Canadian Ship And Seaway Winter Work: $114 Million Economic Boost

The economic impact of these investments is far-reaching with winter lay-up and vessel repairs taking place in areas such       Port Colborne and Hamilton

News from the Chamber of Marine Commerce, an association that representing  more than 130 marine industry stakeholders and other  marine service providers in Canada and the United States

Posted March 13th, 2018 on Niagara At Large

Welland Canal in Niagara, Ontario in operation.

Canadian  ship owners and The St. Lawrence Seaway Management Corporation have spent an estimated $114 million on repair and infrastructure projects this winter, boosting the economic fortunes of communities throughout the Great Lakes, the St. Lawrence and east coast.

The St. Lawrence Seaway Management Corporation (SLSMC) allocated $35 million for infrastructure maintenance over the winter of 2017-2018. The work includes major upgrades to electrical systems and lock-related machinery and gates, in advance of the Seaway navigation season opening on March 29.

“Our steadfast commitment to maintenance and asset renewal enables the St. Lawrence Seaway to uphold its excellent record of system reliability, consistently registering above 99% year-after-year” says Terence Bowles, the SLSMC’s President and CEO. “Coupled with our modernization program, the Seaway is steadily advancing its competitiveness as a key gateway for international trade, linking the heartland of North America to markets across the globe”.

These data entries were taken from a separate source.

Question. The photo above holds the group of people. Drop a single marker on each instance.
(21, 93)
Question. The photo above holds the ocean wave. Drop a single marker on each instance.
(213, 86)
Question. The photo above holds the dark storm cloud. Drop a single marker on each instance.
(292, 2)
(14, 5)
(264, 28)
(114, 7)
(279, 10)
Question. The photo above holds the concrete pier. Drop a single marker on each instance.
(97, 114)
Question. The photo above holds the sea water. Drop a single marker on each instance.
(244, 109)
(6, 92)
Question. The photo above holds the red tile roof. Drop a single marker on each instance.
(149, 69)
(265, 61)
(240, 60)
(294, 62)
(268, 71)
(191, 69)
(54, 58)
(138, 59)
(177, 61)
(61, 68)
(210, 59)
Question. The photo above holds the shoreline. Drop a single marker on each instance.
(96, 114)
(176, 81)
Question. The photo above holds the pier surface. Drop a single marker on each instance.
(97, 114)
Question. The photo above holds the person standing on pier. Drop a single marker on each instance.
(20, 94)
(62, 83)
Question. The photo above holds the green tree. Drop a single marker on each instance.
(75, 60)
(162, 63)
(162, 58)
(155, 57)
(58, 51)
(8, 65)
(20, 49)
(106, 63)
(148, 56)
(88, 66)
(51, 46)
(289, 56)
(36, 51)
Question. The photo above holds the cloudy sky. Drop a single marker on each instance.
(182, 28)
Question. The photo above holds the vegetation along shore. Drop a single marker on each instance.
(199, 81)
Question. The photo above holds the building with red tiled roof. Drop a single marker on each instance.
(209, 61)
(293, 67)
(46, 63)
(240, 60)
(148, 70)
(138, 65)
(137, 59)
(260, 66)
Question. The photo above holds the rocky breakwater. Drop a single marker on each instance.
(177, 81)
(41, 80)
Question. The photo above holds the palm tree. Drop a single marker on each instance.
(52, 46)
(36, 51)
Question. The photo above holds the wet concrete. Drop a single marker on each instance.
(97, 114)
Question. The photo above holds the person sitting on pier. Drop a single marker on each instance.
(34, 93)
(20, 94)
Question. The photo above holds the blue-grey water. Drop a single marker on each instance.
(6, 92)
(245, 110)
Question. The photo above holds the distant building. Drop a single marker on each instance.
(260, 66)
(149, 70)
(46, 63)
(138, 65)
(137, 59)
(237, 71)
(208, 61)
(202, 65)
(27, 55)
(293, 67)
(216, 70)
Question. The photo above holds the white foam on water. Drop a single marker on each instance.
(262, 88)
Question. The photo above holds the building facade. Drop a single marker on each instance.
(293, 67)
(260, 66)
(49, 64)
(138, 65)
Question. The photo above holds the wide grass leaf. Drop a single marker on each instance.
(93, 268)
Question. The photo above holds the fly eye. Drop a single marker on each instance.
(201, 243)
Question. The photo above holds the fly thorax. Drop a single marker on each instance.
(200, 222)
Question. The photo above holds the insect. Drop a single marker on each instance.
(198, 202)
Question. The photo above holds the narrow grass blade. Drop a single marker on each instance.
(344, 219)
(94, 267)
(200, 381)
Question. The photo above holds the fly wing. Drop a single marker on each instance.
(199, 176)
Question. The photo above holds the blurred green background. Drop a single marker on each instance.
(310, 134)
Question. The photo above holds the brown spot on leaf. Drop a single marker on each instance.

Canadian shipowners have invested an estimated $79 million to tune-up and upgrade their vessels during the winter months — an annual exercise that keeps their vessels in tip-top shape and on the cutting edge of marine transportation.

Vessel projects include engine and generator overhauls, steel and mechanical work, cargo belt repairs, navigation equipment and system hardware and software upgrades, safety and environmental equipment upgrades/certifications and various annual inspections.  Several vessels also had five-year dry dock inspections, which are required by Transport Canada and survey all aspects of the ship below the waterline. The work also includes the “Canadianization” of the Algoma Buffalo and Adam L., two vessels purchased in the U.S. by Algoma Central Corporation that are being re-flagged Canadian.

“Even when ships are laid up for the winter, the marine sector is helping sustain well-paying, skilled jobs by spending millions of dollars with Canadian equipment suppliers, repair businesses, ship yards, and ports,” says Bruce Burrows, President of the Chamber of Marine Commerce. “This significant investment also demonstrates our industry’s commitment to continuously improve and modernize our transportation network to the benefit of Canadian businesses and communities.”

The economic impact of these investments is far-reaching with winter lay-up and vessel repairs taking place in areas such as Sarnia, Hamilton, Port Colborne, Thunder Bay, Windsor, Port Weller, Sault Ste. Marie, Isle-aux-Coudres (Quebec), Montreal, Quebec City, Les Méchins (Quebec), Trois Rivieres (Quebec), St. John’s (NFLD), Argentia (NFLD), Bay Roberts (NFLD), Sydney (NS), Erie (Pennsylvania), Ashtabula (Ohio), Sturgeon Bay (Wisconsin).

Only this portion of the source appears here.